Like one hundred and seven proof
bourbon,
it makes me drunk.
Plenty of pages of prose
are distilled in
a single
stanza.
It is irresistible as
I swirl it in my mouth.
Sniff it.
Taste it.
Breathe it in.
I hold it up to the light
to peer into its soul.
With voracious appetite,
I invert its glass until
the
last
drip
slides
slowly
south
onto my silver
tongue.
"A poem is magnificent or it is nothing."
- Wallace Stevens
The Poet says, “weeping,
may tarry for the night,
but joy comes with the morning.”

I look and see, their weeping.
Listening, I hear their cries.
I offer them hope after their storm,

'It is not for nought, this weeping.
And though it tarries beyond this night,
eternal joy comes with the mourning.'
“For his anger is but for a moment,
 and his favor is for a lifetime. Weeping may tarry for the night,
 but joy comes with the morning.”
- Psalm 30:5
With force my finger,
launches hardened type, pressing
ink into paper.

Pico font pleases
my wistful eye, but the "THWAK"
I hear is better.

With ink smudges and
type mistakes I'm reminded
that my life is real.
If you chance find this poem,
please do not attempt reply.
Just fold it back into its shape
and toss it toward the sky.

I launched it late last night,
out the window in my room,
a sort of self-made prison space
above my future tomb.

Thirty years I’ve toiled
on this edifice of gold.
Performing tasks I scarce enjoy,
a slab of me I sold.

Just a wishful poet,
when you cut me to my core.
Perhaps, some day, I’ll muster strength
and become someone more.

This airplane sent aloft,
out on the chill night air,
it is a verse from Morpheus,
a hope, a dream, my prayer.
She lived her life with an immature desire.
Dancing and singing, her face lit a room.
But like a firecracker before that boom,
many often held their breath while by her.

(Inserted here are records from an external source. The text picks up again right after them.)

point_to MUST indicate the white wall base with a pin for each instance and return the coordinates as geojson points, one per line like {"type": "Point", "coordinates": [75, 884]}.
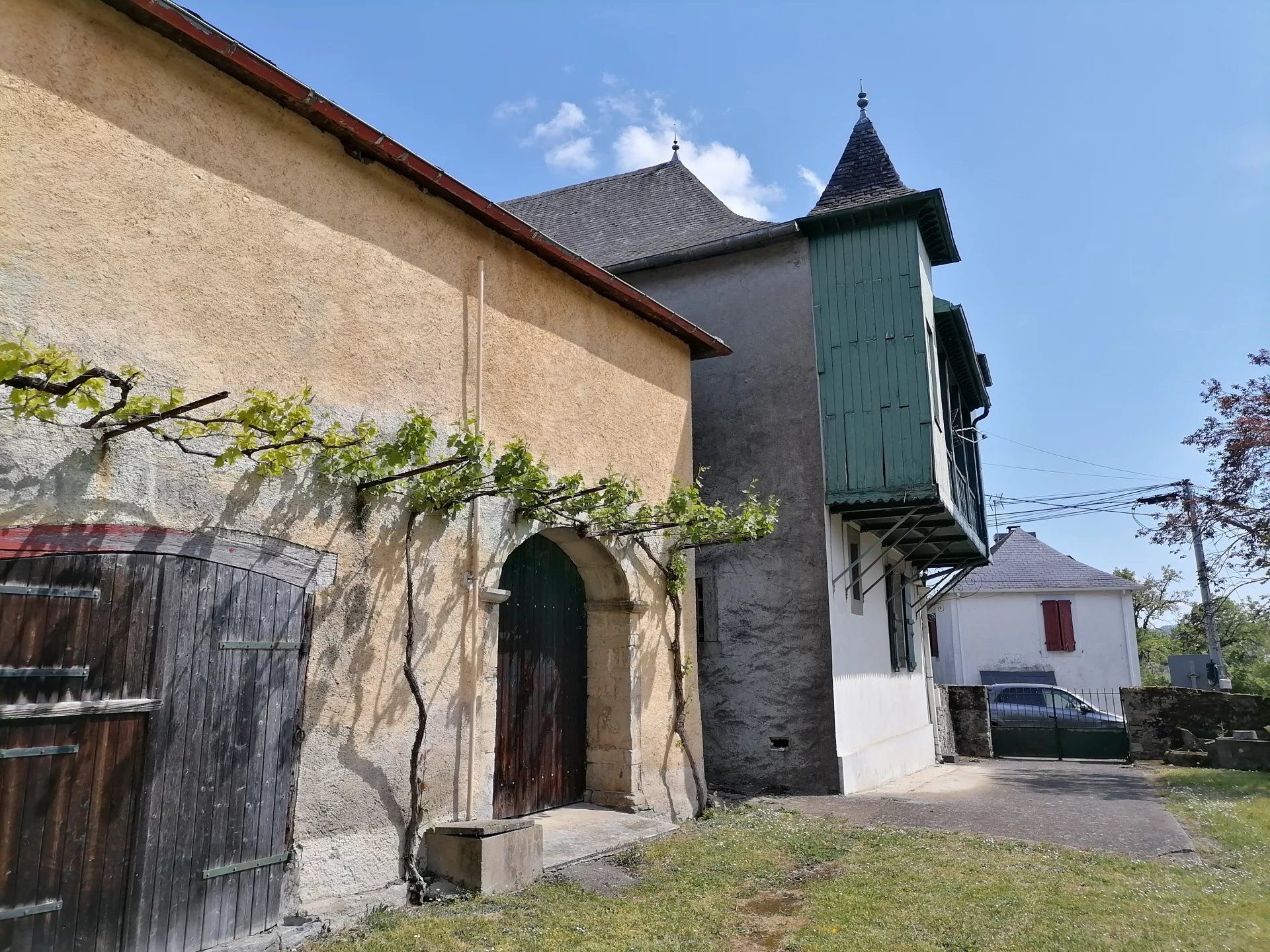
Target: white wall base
{"type": "Point", "coordinates": [887, 760]}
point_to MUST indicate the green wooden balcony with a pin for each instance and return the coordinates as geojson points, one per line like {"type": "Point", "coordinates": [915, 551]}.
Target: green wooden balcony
{"type": "Point", "coordinates": [901, 391]}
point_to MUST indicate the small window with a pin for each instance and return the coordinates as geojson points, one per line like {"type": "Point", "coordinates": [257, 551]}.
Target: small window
{"type": "Point", "coordinates": [900, 621]}
{"type": "Point", "coordinates": [855, 571]}
{"type": "Point", "coordinates": [1057, 616]}
{"type": "Point", "coordinates": [934, 368]}
{"type": "Point", "coordinates": [708, 611]}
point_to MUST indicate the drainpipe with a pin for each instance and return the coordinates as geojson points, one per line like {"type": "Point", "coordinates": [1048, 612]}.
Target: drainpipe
{"type": "Point", "coordinates": [474, 543]}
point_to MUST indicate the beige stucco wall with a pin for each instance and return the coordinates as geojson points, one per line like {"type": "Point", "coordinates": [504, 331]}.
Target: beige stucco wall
{"type": "Point", "coordinates": [154, 211]}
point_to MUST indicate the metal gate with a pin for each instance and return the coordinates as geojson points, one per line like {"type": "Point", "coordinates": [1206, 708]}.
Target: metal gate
{"type": "Point", "coordinates": [149, 714]}
{"type": "Point", "coordinates": [1037, 720]}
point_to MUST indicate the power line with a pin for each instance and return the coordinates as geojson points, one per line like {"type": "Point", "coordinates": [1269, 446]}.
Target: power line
{"type": "Point", "coordinates": [1064, 473]}
{"type": "Point", "coordinates": [1075, 460]}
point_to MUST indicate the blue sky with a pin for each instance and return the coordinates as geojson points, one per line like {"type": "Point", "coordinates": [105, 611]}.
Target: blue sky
{"type": "Point", "coordinates": [1107, 168]}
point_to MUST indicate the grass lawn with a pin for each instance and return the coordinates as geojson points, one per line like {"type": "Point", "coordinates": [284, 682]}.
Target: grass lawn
{"type": "Point", "coordinates": [767, 880]}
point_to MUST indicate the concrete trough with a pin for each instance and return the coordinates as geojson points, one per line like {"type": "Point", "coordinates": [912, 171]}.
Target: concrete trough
{"type": "Point", "coordinates": [487, 856]}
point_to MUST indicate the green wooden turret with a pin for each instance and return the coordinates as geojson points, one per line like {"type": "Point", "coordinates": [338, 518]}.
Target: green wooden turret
{"type": "Point", "coordinates": [900, 377]}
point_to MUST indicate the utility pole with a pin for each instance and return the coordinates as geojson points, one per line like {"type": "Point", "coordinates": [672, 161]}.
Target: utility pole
{"type": "Point", "coordinates": [1214, 645]}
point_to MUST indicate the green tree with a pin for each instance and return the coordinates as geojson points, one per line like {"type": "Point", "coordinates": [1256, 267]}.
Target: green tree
{"type": "Point", "coordinates": [1158, 600]}
{"type": "Point", "coordinates": [1244, 630]}
{"type": "Point", "coordinates": [1235, 512]}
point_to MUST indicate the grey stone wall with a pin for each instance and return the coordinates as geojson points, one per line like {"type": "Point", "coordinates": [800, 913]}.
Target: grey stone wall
{"type": "Point", "coordinates": [968, 711]}
{"type": "Point", "coordinates": [945, 739]}
{"type": "Point", "coordinates": [765, 668]}
{"type": "Point", "coordinates": [1155, 715]}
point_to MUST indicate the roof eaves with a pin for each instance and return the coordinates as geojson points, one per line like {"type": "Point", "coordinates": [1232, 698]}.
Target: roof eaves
{"type": "Point", "coordinates": [364, 141]}
{"type": "Point", "coordinates": [927, 207]}
{"type": "Point", "coordinates": [760, 238]}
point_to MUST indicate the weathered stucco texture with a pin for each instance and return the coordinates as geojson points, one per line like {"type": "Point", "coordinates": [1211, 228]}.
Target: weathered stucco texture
{"type": "Point", "coordinates": [155, 212]}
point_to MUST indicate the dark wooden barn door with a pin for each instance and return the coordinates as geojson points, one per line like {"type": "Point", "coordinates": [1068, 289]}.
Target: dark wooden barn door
{"type": "Point", "coordinates": [212, 829]}
{"type": "Point", "coordinates": [150, 808]}
{"type": "Point", "coordinates": [77, 639]}
{"type": "Point", "coordinates": [540, 757]}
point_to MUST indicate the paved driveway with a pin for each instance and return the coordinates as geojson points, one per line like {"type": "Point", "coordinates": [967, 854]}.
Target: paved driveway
{"type": "Point", "coordinates": [1072, 804]}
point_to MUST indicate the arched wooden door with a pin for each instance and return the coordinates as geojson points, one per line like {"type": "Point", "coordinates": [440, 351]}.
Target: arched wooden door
{"type": "Point", "coordinates": [540, 754]}
{"type": "Point", "coordinates": [149, 713]}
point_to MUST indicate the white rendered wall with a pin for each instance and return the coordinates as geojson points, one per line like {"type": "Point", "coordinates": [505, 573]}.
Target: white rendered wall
{"type": "Point", "coordinates": [882, 717]}
{"type": "Point", "coordinates": [1006, 631]}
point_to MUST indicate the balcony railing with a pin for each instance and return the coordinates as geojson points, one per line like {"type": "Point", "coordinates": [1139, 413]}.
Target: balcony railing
{"type": "Point", "coordinates": [966, 499]}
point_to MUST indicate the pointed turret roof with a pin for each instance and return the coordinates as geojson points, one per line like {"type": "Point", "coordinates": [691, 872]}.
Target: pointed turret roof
{"type": "Point", "coordinates": [864, 175]}
{"type": "Point", "coordinates": [865, 188]}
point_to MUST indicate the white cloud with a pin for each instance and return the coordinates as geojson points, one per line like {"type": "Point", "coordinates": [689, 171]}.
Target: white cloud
{"type": "Point", "coordinates": [812, 179]}
{"type": "Point", "coordinates": [625, 104]}
{"type": "Point", "coordinates": [567, 120]}
{"type": "Point", "coordinates": [723, 169]}
{"type": "Point", "coordinates": [506, 111]}
{"type": "Point", "coordinates": [574, 154]}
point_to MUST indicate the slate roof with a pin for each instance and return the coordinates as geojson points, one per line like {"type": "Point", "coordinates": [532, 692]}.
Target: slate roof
{"type": "Point", "coordinates": [864, 175]}
{"type": "Point", "coordinates": [1023, 563]}
{"type": "Point", "coordinates": [633, 215]}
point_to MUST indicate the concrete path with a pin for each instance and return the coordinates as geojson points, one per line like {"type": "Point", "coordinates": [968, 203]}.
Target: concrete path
{"type": "Point", "coordinates": [582, 832]}
{"type": "Point", "coordinates": [1085, 805]}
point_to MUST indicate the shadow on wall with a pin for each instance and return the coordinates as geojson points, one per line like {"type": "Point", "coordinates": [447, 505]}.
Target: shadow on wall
{"type": "Point", "coordinates": [368, 587]}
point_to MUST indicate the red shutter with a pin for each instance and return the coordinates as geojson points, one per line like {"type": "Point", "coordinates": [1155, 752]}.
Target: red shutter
{"type": "Point", "coordinates": [1053, 626]}
{"type": "Point", "coordinates": [1064, 619]}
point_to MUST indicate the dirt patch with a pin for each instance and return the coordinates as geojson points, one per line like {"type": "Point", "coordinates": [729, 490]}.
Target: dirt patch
{"type": "Point", "coordinates": [770, 918]}
{"type": "Point", "coordinates": [600, 876]}
{"type": "Point", "coordinates": [817, 873]}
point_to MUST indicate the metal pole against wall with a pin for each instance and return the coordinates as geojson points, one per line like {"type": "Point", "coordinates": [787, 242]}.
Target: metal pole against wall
{"type": "Point", "coordinates": [474, 554]}
{"type": "Point", "coordinates": [1214, 644]}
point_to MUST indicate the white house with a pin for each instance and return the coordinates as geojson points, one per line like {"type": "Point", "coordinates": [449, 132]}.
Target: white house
{"type": "Point", "coordinates": [1035, 615]}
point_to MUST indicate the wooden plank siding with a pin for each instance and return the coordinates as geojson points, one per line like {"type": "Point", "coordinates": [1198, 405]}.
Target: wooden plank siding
{"type": "Point", "coordinates": [867, 288]}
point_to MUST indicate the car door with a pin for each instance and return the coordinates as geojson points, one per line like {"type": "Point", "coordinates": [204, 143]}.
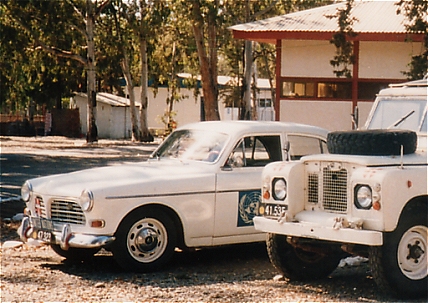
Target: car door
{"type": "Point", "coordinates": [239, 182]}
{"type": "Point", "coordinates": [238, 185]}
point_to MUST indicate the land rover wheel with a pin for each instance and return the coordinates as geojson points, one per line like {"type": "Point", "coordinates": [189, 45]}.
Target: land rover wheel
{"type": "Point", "coordinates": [374, 142]}
{"type": "Point", "coordinates": [145, 240]}
{"type": "Point", "coordinates": [297, 264]}
{"type": "Point", "coordinates": [75, 254]}
{"type": "Point", "coordinates": [400, 266]}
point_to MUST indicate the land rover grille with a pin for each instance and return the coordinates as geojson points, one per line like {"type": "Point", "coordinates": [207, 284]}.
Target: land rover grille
{"type": "Point", "coordinates": [328, 184]}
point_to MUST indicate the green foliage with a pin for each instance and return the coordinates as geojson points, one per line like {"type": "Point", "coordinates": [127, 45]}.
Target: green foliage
{"type": "Point", "coordinates": [416, 12]}
{"type": "Point", "coordinates": [341, 40]}
{"type": "Point", "coordinates": [29, 72]}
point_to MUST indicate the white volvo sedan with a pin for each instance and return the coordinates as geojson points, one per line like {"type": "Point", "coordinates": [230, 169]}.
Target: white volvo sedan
{"type": "Point", "coordinates": [200, 187]}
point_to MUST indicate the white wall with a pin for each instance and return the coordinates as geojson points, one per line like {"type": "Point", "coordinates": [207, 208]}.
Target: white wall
{"type": "Point", "coordinates": [307, 58]}
{"type": "Point", "coordinates": [332, 115]}
{"type": "Point", "coordinates": [386, 60]}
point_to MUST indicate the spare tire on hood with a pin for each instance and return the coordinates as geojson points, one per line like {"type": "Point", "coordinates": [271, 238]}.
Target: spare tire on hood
{"type": "Point", "coordinates": [374, 142]}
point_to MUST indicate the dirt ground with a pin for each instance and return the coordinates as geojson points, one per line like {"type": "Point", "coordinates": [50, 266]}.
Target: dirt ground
{"type": "Point", "coordinates": [237, 273]}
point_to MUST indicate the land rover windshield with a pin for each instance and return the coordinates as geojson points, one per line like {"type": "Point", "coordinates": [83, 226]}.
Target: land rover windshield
{"type": "Point", "coordinates": [400, 113]}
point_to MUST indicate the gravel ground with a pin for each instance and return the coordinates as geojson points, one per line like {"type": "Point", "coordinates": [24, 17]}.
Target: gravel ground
{"type": "Point", "coordinates": [238, 273]}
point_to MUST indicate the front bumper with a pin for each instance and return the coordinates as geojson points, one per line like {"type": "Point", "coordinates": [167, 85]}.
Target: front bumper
{"type": "Point", "coordinates": [320, 232]}
{"type": "Point", "coordinates": [66, 237]}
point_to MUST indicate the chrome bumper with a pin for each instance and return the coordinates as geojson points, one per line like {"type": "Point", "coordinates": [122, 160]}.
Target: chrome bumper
{"type": "Point", "coordinates": [65, 238]}
{"type": "Point", "coordinates": [320, 232]}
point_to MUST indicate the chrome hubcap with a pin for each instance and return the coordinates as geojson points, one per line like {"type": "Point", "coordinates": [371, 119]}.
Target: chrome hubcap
{"type": "Point", "coordinates": [147, 240]}
{"type": "Point", "coordinates": [412, 253]}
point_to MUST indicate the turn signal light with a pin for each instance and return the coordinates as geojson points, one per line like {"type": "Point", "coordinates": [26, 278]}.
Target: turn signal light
{"type": "Point", "coordinates": [266, 195]}
{"type": "Point", "coordinates": [98, 223]}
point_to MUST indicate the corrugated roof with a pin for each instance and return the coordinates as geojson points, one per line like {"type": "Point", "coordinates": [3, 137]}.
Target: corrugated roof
{"type": "Point", "coordinates": [371, 17]}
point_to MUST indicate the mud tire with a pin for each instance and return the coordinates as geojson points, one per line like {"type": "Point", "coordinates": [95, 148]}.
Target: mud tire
{"type": "Point", "coordinates": [399, 266]}
{"type": "Point", "coordinates": [377, 142]}
{"type": "Point", "coordinates": [296, 264]}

I remember once, while near her line of fire,
I blushed, a boy of five, from her strong fume.
Her lips spewing forth in an obscene plume,
while she alone would not hear her deafening ire.

Then I’d relay the circumspect reply,
from a confused face speaking through this child,
as my mother lit a fresh cigarette.

Rewinding the tape with her careful eye,
she watched me imitate the words she’d riled,
never showing me any sign of regret.
My mother began losing her hearing as a teenager and was completely deaf soon after my first cries. From a very young age I served as her interpreter by her familiarity in reading my lips, by my finger spelling, or by some limited sign language that we knew.